For the full monitoring toolkit that tells you which phase you're in, see cell growth monitoring in suspension culture. For day-by-day CHO process troubleshooting, see the CHO troubleshooting guide.
Frequently Asked Questions
What are the growth phases of CHO cells?
CHO cells in fed-batch culture pass through four phases: the number-increase (NI) or exponential phase where VCD doubles every 18–24 h; the size-increase (SI) phase where VCD plateaus but cell volume rises ~3×; the stationary phase where productivity continues but growth stops; and the death phase where viability drops and proteolysis accelerates.

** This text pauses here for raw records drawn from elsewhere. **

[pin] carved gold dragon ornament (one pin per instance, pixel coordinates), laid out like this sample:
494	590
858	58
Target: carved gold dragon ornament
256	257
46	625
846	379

What is the doubling time of CHO cells?
CHO cell doubling time is typically 18–24 h in suspension culture with chemically defined media (μ ≈ 0.029–0.039 h−1). Optimised CHO-K1 or CHO-DG44 sub-lines in fed-batch can reach 16 h doubling. This is 20–40× slower than E. coli and shapes every process decision.
What is the lactate shift in CHO fed-batch?
The lactate shift is the metabolic switch where CHO cells stop producing lactate (glycolysis-dominant) and start consuming it (TCA-dominant). It usually coincides with the NI→SI transition and precedes peak titer by 1–3 days. Re-accumulation of lactate after the shift is an early stress signal.
What is IVCD and why does it matter?
IVCD (integral viable cell density) is the time-integral of VCD, in 106 cell-days/mL. Because qP is roughly constant over the run, final titer ≈ qP × IVCD. IVCD predicts titer better than peak VCD alone because it captures how long cells were productive.
When do CHO cells enter the size-increase phase?
Around day 5–7 in a typical 14-day fed-batch, when the NI phase ends. Pan et al. (2017) characterised this phase quantitatively: volume and dry weight per cell rise ~3× linearly with time, lactate consumption begins, and TCA flux increases while glycolytic flux drops.
References
- Pan X, Dalm C, Wijffels RH, Martens DE. Metabolic characterization of a CHO cell size increase phase in fed-batch cultures. Applied Microbiology and Biotechnology (2017). DOI: 10.1007/s00253-017-8531-y.
- Coulet M, Kepp O, Kroemer G, Basmaciogullari S. Metabolic Profiling of CHO Cells during the Production of Biotherapeutics. Cells (2022) 11(12):1929. DOI: 10.3390/cells11121929.
- Donaldson JS, Dale MP, Rosser SJ. Decoupling Growth and Protein Production in CHO Cells: A Targeted Approach. Frontiers in Bioengineering and Biotechnology (2021) 9:658325. DOI: 10.3389/fbioe.2021.658325.
- Mentlak DA, Raven J, Moses T, Pybus LP, Dickman MJ, Smales CM. Dissecting cell death pathways in fed-batch bioreactors. Biotechnology Journal (2024). DOI: 10.1002/biot.202300257.
- Metze S, Ruhl S, Greller G, Grimm C, Scholz J. Monitoring online biomass with a capacitance sensor during scale-up of industrially relevant CHO cell culture fed-batch processes in single-use bioreactors. Bioprocess and Biosystems Engineering (2020). DOI: 10.1007/s00449-019-02216-4.